Part of Advances in Neural Information Processing Systems 30 (NIPS 2017)
Weiwei Liu, Xiaobo Shen, Ivor Tsang
The $k$-means clustering algorithm is a ubiquitous tool in data mining and machine learning that shows promising performance. However, its high computational cost has hindered its applications in broad domains. Researchers have successfully addressed these obstacles with dimensionality reduction methods. Recently, [1] develop a state-of-the-art random projection (RP) method for faster $k$-means clustering. Their method delivers many improvements over other dimensionality reduction methods.
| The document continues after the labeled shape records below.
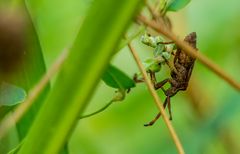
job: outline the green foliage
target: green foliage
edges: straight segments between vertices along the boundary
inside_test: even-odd
[[[102,80],[110,87],[126,90],[135,87],[134,81],[113,65],[109,65]]]
[[[166,10],[167,11],[178,11],[184,8],[191,0],[172,0],[168,4]]]
[[[98,0],[92,3],[20,154],[58,153],[63,147],[140,2]]]
[[[19,104],[25,98],[26,92],[24,89],[5,82],[0,84],[0,107]]]

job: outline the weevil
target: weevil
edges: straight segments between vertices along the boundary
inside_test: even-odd
[[[197,49],[196,39],[197,39],[196,33],[192,32],[185,37],[184,41],[187,42],[193,48]],[[174,60],[173,60],[174,68],[171,69],[171,73],[170,73],[171,78],[167,78],[161,82],[157,82],[155,73],[150,74],[154,88],[156,90],[161,88],[164,94],[166,95],[166,99],[164,101],[163,106],[164,108],[168,106],[170,120],[172,120],[170,98],[176,95],[178,91],[185,91],[187,89],[188,82],[194,67],[194,62],[195,62],[195,58],[189,56],[181,48],[177,47],[177,51],[174,54]],[[166,83],[170,83],[170,88],[165,90],[163,86]],[[160,116],[161,116],[161,113],[158,113],[157,116],[151,122],[149,122],[148,124],[145,124],[144,126],[153,125]]]

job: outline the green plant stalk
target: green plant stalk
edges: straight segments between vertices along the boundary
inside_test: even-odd
[[[43,59],[42,49],[40,46],[37,31],[34,27],[33,21],[31,19],[30,13],[27,8],[27,4],[24,0],[18,0],[22,12],[28,22],[27,31],[27,50],[26,59],[24,62],[24,68],[16,75],[17,84],[21,85],[25,90],[29,91],[45,74],[46,66]],[[22,140],[28,133],[33,120],[35,119],[44,99],[46,98],[50,85],[48,84],[46,88],[39,94],[36,102],[28,110],[28,112],[23,116],[23,118],[17,123],[17,131],[19,139]]]
[[[54,154],[61,150],[140,2],[97,0],[92,3],[19,154]]]

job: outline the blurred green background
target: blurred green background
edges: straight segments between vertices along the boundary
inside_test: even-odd
[[[71,45],[91,1],[42,0],[37,5],[29,3],[47,66]],[[184,9],[167,15],[179,37],[197,32],[197,46],[203,54],[240,82],[239,1],[192,0]],[[129,35],[136,30],[136,25],[131,26]],[[134,47],[142,60],[151,57],[152,49],[141,44],[139,38],[134,40]],[[112,63],[129,76],[138,72],[127,48],[118,52]],[[158,75],[159,80],[168,74],[167,69],[163,70]],[[93,93],[86,114],[105,105],[114,96],[114,89],[100,82]],[[165,96],[160,91],[158,93],[164,101]],[[196,61],[188,91],[179,92],[171,102],[172,124],[186,153],[240,151],[240,95],[201,63]],[[79,121],[69,143],[70,153],[177,153],[162,119],[152,127],[143,126],[157,112],[146,86],[139,84],[123,102],[114,103],[105,112]]]

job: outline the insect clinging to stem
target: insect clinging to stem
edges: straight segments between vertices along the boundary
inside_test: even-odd
[[[188,34],[185,38],[184,41],[187,42],[190,46],[192,46],[193,48],[196,48],[196,40],[197,39],[197,34],[196,32],[192,32],[190,34]],[[162,43],[162,42],[160,42]],[[164,42],[162,43],[164,44]],[[148,71],[148,73],[150,74],[150,78],[151,81],[154,85],[154,88],[157,89],[162,89],[162,91],[164,92],[164,94],[166,95],[166,99],[164,101],[164,108],[166,108],[166,106],[168,106],[168,110],[169,110],[169,119],[172,120],[172,113],[171,113],[171,102],[170,102],[170,98],[173,97],[174,95],[176,95],[178,93],[178,91],[185,91],[188,87],[188,82],[189,79],[191,77],[192,74],[192,70],[193,70],[193,66],[194,66],[194,62],[195,62],[195,58],[189,56],[187,53],[185,53],[181,48],[177,47],[177,50],[175,53],[173,53],[174,55],[174,59],[173,59],[173,66],[171,66],[168,62],[168,59],[165,59],[165,63],[168,64],[168,66],[170,67],[170,78],[167,78],[161,82],[157,82],[156,80],[156,76],[155,74],[157,72],[153,72],[153,71]],[[139,80],[137,79],[136,76],[134,76],[134,80],[135,82],[142,82],[143,80]],[[168,89],[164,89],[164,85],[166,83],[170,84],[170,88]],[[150,121],[148,124],[145,124],[144,126],[151,126],[153,125],[158,118],[161,116],[161,113],[158,113],[157,116]]]

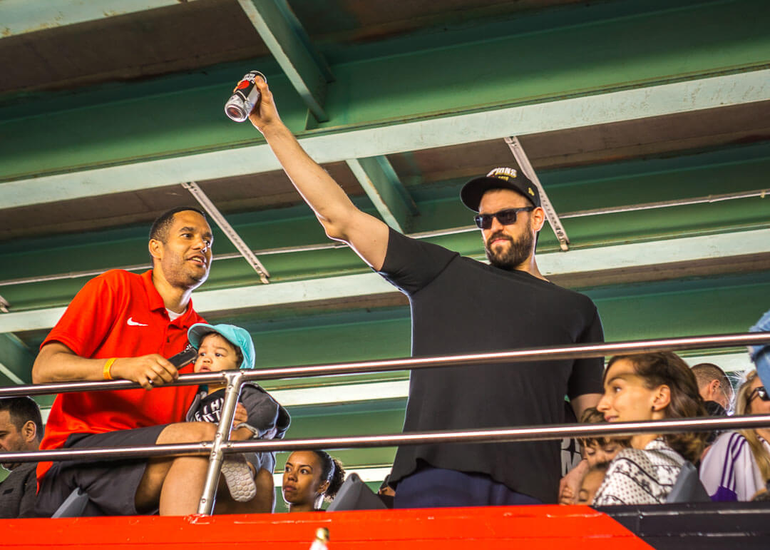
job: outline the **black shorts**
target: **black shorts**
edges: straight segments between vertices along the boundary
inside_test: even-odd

For example, compared to the advanced singular value decomposition based feature extraction approach, [1] reduce the running time by a factor of $\min \{n,d\}\epsilon^2 log(d)/k$ for data matrix $X \in \mathbb{R}^{n\times d} $ with $n$ data points and $d$ features, while losing only a factor of one in approximation accuracy. Unfortunately, they still require $\mathcal{O}(\frac{ndk}{\epsilon^2log(d)})$ for matrix multiplication and this cost will be prohibitive for large values of $n$ and $d$. To break this bottleneck, we carefully build a sparse embedded $k$-means clustering algorithm which requires $\mathcal{O}(nnz(X))$ ($nnz(X)$ denotes the number of non-zeros in $X$) for fast matrix multiplication. Moreover, our proposed algorithm improves on [1]'s results for approximation accuracy by a factor of one. Our empirical studies corroborate our theoretical findings, and demonstrate that our approach is able to significantly accelerate $k$-means clustering, while achieving satisfactory clustering performance.